Lesson 65 Flashcards
Afscheid.
Farewell.
Het is bijna ZOVER.
It is almost TIME.
Volgende week vertrekt Lia.
Next week departs Lia.
Heeft ze alles geregeld?
Has she everything arranged?
Haar PAPIEREN zijn in orde.
Her PAPERS are in order.
En ze is goed VOORUITGEGAAN met het Nederlands.
And she is good IMPROVED with the Dutch (language)

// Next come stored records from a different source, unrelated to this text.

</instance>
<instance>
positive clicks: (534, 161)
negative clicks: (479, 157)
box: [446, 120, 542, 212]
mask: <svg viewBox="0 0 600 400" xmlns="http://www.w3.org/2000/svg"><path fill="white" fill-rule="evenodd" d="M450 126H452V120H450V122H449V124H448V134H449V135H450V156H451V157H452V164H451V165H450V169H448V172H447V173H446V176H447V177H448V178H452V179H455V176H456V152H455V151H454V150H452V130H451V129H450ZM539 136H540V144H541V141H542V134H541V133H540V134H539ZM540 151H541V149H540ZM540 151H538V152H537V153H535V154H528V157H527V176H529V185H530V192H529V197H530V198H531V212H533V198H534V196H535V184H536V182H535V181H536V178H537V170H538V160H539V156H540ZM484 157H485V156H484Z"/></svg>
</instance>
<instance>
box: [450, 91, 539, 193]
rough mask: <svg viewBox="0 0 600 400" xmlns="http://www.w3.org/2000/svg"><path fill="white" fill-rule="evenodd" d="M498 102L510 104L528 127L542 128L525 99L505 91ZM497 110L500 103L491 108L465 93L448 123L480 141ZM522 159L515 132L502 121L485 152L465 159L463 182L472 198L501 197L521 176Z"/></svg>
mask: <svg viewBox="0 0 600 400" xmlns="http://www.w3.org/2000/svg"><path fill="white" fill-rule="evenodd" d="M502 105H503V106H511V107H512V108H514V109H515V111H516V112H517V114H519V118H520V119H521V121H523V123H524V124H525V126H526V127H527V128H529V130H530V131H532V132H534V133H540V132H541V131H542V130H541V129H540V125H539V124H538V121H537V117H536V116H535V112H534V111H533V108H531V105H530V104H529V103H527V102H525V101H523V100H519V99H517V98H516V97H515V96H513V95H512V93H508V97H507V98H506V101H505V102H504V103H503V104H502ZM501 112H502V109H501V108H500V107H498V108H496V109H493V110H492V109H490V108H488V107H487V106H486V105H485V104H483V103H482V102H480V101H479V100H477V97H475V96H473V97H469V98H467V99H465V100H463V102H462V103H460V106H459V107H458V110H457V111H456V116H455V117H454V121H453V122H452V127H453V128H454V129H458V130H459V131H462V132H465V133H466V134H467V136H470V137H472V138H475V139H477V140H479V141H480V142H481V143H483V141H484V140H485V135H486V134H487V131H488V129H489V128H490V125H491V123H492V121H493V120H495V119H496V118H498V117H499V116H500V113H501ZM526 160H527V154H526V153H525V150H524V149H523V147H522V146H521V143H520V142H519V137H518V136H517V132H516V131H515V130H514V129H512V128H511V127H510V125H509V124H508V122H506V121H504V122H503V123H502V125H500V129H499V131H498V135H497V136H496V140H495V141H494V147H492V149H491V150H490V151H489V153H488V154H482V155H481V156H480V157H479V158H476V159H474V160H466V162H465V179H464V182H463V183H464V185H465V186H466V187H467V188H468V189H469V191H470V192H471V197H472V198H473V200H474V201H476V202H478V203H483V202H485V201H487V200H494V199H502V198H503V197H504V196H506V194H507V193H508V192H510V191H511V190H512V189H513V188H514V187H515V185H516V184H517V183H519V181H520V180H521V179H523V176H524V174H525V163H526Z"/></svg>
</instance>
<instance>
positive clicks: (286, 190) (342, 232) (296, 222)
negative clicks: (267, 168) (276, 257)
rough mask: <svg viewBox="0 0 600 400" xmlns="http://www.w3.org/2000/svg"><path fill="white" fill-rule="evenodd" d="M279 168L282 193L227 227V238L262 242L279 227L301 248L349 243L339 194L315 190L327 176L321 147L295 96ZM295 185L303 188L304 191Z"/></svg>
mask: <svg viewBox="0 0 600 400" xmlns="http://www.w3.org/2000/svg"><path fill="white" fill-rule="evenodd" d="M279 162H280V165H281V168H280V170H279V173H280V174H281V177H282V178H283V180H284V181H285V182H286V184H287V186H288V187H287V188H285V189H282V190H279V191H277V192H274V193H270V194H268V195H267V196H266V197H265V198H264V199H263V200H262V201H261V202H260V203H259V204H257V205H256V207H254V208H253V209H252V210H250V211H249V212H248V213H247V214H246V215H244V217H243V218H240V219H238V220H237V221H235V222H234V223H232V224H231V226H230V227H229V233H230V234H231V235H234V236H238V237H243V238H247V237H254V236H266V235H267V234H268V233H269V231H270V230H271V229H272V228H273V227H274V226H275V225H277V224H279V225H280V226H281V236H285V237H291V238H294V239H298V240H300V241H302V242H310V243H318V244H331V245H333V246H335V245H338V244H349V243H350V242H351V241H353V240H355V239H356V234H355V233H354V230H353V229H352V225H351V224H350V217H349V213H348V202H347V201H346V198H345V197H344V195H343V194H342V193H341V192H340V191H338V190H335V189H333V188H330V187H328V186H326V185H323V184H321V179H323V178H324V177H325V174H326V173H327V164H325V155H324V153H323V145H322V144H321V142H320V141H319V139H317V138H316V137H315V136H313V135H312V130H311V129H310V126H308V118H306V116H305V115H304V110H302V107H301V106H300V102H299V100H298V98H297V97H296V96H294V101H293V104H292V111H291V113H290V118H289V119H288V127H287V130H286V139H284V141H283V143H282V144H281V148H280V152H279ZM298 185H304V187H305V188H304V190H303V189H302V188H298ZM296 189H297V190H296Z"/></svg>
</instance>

Lia, heb je examen gedaan?
Lia, have you exam done?
Ik ben BENIEUWD hoe het is gegaan.
I am CURIOUS how it is went?
Ik ben GESLAAGD.
Goed hè?
I have PASSED.
Good huh?
Dan heb je je eerste doel BEREIKT.
Than have you your first goal ACHIEVED.
Ja, ik ben TEVREDEN en ook best wel TROTS.
Yes, i am PLEASED and also quite PROUD.
Er is nog veel te doen.
There is still much to do.
Eerst moet ze haar spullen pakken.
First must she her stuff take.
Ze moet veel meenemen.
She must a lot take with.
Dikke en DUNNE kleren.
Thick and THIN clothes.
Een lange en een korte jas, enzovoort.
A long and a short coat, and so on.
In Nederland kun je IMMERS alle SOORTEN weer VERWACHTEN.
In Holland can you AFTER ALL all kinds of weather EXPECT.
Maar het mag niet meer dan twintig KILO zijn.
But it may not more than twenty KILOS be.
Als ze meer heeft, moet ze extra betalen.
If she more have, must she extra pay.